Asia-Pacific Journal of Chemical Engineering
- Discipline: Chemistry
- Language: English
- Edited by: Moses O. Tadé

Publication details
- Former name(s): Developments in Chemical Engineering and Mineral Processing
- History: 1993–present
- Publisher: John Wiley & Sons
- Frequency: Bimonthly
- Impact factor: 1.447 (2020)

Standard abbreviations
- ISO 4: Asia-Pac. J. Chem. Eng.

Indexing
- CODEN: AJCEBK
- ISSN: 1932-2135 (print) 1932-2143 (web)

Links
- Journal homepage;

= Asia-Pacific Journal of Chemical Engineering =

The Asia-Pacific Journal of Chemical Engineering is a peer-reviewed scientific journal published by John Wiley & Sons on behalf of Curtin University of Technology.
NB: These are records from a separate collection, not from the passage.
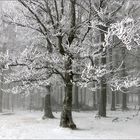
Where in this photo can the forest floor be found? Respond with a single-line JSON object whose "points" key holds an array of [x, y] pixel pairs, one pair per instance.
{"points": [[29, 125]]}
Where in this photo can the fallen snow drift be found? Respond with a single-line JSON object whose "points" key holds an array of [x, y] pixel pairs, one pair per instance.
{"points": [[29, 125]]}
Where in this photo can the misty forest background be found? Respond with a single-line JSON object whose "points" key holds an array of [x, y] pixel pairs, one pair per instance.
{"points": [[63, 55]]}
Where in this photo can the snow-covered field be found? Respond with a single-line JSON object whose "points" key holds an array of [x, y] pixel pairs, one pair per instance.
{"points": [[29, 125]]}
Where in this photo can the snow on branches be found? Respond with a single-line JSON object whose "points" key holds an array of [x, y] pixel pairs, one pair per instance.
{"points": [[127, 30]]}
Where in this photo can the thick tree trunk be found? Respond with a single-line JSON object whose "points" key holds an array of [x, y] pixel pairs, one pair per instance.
{"points": [[113, 101], [103, 96], [47, 105], [66, 116]]}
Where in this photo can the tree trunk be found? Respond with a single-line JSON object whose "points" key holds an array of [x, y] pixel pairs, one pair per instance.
{"points": [[113, 101], [66, 115], [94, 101], [76, 99], [138, 99], [103, 96], [47, 104], [1, 96], [124, 95], [124, 101]]}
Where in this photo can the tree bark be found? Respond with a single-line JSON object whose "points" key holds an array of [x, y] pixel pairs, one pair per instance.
{"points": [[103, 96], [76, 99], [66, 115], [1, 96], [94, 101], [47, 104], [124, 101], [113, 101], [124, 95]]}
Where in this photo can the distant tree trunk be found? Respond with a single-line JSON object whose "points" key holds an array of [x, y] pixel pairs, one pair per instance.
{"points": [[103, 94], [124, 95], [113, 101], [47, 104]]}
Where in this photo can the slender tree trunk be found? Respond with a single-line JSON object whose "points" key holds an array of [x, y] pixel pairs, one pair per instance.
{"points": [[124, 101], [1, 96], [76, 99], [47, 104], [124, 95], [139, 100], [103, 94], [66, 116], [111, 76], [113, 101], [94, 101]]}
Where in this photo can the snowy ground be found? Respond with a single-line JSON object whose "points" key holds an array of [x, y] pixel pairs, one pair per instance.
{"points": [[29, 125]]}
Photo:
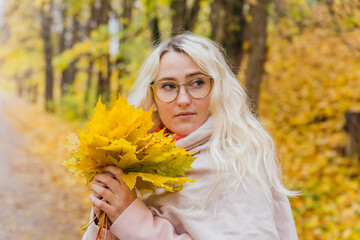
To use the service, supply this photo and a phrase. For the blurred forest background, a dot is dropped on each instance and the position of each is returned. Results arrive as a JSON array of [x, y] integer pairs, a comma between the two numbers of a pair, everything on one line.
[[298, 59]]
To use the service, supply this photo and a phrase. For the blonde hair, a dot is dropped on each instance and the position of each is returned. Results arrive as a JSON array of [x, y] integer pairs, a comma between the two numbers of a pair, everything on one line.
[[236, 130]]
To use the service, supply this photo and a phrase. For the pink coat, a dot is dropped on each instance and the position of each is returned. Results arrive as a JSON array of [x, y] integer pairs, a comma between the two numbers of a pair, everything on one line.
[[193, 213]]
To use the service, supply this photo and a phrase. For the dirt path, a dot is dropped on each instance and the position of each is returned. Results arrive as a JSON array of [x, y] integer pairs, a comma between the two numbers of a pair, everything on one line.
[[34, 204]]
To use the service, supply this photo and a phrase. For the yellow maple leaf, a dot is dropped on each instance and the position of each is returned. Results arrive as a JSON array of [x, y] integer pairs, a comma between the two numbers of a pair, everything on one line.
[[119, 137]]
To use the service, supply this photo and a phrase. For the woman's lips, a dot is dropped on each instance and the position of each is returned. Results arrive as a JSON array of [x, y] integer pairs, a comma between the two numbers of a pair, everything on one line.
[[184, 114]]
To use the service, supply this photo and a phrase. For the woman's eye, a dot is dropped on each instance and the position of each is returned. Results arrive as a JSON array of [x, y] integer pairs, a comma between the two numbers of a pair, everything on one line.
[[168, 86], [197, 82]]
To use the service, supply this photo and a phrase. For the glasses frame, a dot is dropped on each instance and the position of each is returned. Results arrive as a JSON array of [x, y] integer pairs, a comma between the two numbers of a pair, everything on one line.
[[152, 85]]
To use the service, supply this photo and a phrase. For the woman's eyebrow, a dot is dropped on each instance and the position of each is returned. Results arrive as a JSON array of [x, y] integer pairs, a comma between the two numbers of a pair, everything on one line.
[[194, 74], [187, 76]]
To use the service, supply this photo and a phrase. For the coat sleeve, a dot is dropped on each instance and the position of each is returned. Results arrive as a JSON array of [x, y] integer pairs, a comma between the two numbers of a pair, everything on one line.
[[137, 222], [92, 230]]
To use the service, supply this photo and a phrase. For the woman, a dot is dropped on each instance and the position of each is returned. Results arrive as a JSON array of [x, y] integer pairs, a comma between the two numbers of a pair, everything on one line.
[[239, 194]]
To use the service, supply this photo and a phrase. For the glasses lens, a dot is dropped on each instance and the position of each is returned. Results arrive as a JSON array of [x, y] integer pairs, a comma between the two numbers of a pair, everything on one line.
[[166, 91], [199, 87]]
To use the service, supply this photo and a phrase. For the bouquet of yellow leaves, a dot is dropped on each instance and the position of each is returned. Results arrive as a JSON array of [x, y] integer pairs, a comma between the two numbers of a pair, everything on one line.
[[119, 137]]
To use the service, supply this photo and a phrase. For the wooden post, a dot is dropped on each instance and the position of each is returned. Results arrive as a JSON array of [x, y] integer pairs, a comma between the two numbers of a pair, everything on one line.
[[352, 128]]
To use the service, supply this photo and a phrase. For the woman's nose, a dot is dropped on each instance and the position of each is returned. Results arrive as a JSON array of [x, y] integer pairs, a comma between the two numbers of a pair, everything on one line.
[[183, 98]]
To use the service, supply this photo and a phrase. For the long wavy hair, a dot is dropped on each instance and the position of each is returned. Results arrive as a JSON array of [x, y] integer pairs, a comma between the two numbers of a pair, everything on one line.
[[237, 132]]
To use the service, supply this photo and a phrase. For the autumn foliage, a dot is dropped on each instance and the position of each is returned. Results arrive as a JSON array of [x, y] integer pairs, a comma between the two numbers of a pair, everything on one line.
[[120, 137]]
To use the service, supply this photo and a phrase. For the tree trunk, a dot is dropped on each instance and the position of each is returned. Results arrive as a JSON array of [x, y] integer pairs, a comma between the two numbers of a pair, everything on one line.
[[192, 16], [225, 14], [102, 16], [155, 31], [258, 50], [48, 51], [178, 16], [184, 18], [352, 128]]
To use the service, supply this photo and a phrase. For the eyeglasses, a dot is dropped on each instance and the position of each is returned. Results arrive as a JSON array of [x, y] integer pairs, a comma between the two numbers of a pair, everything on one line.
[[168, 90]]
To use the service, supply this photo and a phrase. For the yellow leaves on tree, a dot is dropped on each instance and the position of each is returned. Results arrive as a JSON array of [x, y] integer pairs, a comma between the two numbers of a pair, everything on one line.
[[119, 137]]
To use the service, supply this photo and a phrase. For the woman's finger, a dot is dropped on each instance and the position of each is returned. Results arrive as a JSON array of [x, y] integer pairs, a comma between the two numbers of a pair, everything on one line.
[[100, 204], [102, 192], [108, 181], [116, 172]]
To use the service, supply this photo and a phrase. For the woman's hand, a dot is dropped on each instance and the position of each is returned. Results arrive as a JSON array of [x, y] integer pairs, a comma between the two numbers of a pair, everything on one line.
[[111, 195]]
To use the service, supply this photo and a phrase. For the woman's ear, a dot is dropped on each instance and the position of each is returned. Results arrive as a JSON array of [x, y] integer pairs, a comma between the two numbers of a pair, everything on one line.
[[155, 108]]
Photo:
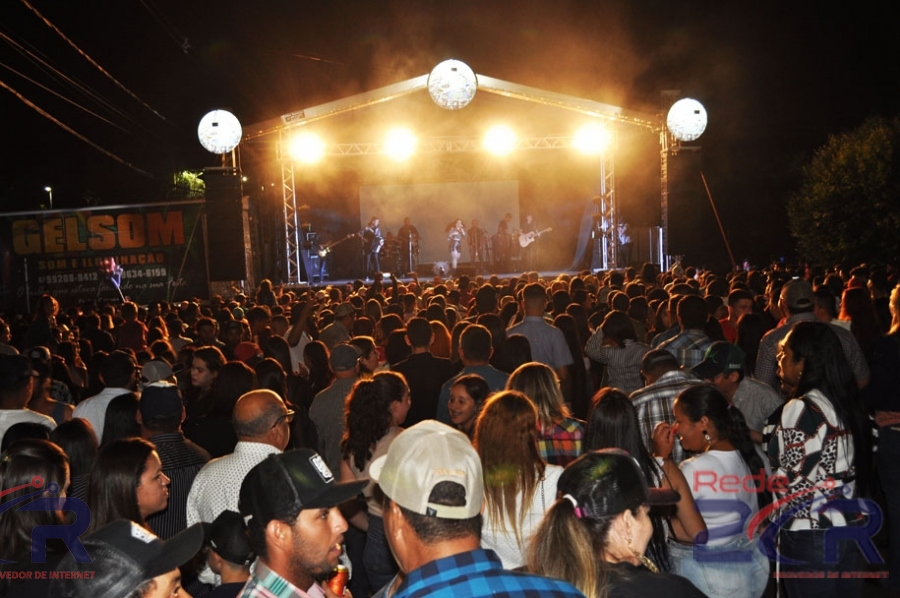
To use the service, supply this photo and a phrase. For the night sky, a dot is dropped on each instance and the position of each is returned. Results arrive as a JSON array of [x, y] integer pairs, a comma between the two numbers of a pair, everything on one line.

Until 2006 it was known as Developments in Chemical Engineering and Mineral Processing and published (in print only) by Curtin University of Technology. The current editor-in-chief is Moses O. Tadé (Curtin University of Technology).

== Most cited papers ==
The three most-cited papers published by the journal are:
1. Research Article: Development of a novel autothermal reforming process and its economics for clean hydrogen production, Volume 1, Issue 1–2, Nov-Dec 2006, Pages: 5–12, Chen ZX, Elnashaie SSEH
2. Research Article: Review: examining the use of different feedstock for the production of biodiesel, Volume 2, Issue 5, Sep-Oct 2007, Pages: 480–486, Behzadi S, Farid MM
3. Research Article: The forces at work in colloidal self-assembly: a review on fundamental interactions between colloidal particles, Volume 3, Issue 3, May-Jun 2008, Pages: 255–268, Li Q, Jonas U, Zhao XS, et al.